I'm working to get some XML into JSON strings via xmltodict. Basically the XML repeats a certain set of data and I want to pull out each of these individual repeated nodes and make it a JSON string across all the XML files. I am not generating this XML, but downloading it from a third party then processing it. This is my simple code.
my_list = []
for file in os.listdir(download_path):
if file.endswith('.xml'):
with open(os.path.join(download_path, file), encoding = 'utf-8') as xml:
print(file)
things = xmltodict.parse(xml.read())
for thing in things['things']['thing']:
my_list.append(json.dumps(thing))
I'm running into ExpatError: not well-formed (invalid token):
So I investigated the XML files using Notepad++ and the problem seems to not be the usual culprits (&, <, >, etc) but instead it is control characters.
For instance, in Notepad++ I'm getting a block of STX BEL BS
where it says the error is. I've never encountered these before so after some searching I came across what they were and that they are bad news for XML.

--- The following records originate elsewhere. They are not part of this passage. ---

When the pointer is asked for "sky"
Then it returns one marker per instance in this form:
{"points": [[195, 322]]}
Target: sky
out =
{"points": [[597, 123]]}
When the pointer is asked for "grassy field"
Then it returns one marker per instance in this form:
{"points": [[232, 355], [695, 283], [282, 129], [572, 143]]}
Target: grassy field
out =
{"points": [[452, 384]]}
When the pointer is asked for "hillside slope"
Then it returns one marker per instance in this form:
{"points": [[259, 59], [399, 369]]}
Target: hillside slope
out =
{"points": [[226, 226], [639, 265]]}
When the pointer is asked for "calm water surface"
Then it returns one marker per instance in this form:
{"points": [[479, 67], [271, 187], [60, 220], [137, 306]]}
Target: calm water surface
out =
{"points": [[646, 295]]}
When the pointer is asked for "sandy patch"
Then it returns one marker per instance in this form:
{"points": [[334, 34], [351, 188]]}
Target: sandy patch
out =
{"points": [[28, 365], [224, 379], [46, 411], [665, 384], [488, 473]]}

So now the question is, how do I get rid of them or work around them? I'd like to build something into the above code that either checks the XML for these and fixes it before proceeding, or perhaps using Try
and Except
to address it when it comes up. Perhaps even pointing me towards some code that I can run on the XML files to fix them before running it through the process above (I think more than 1 file might have this issue)?
I haven't been able to find any solution yet that would allow me to fix the XML but keep it in a form I could still use with xmltodict
to eventually get some parsed data I can then pass to JSON.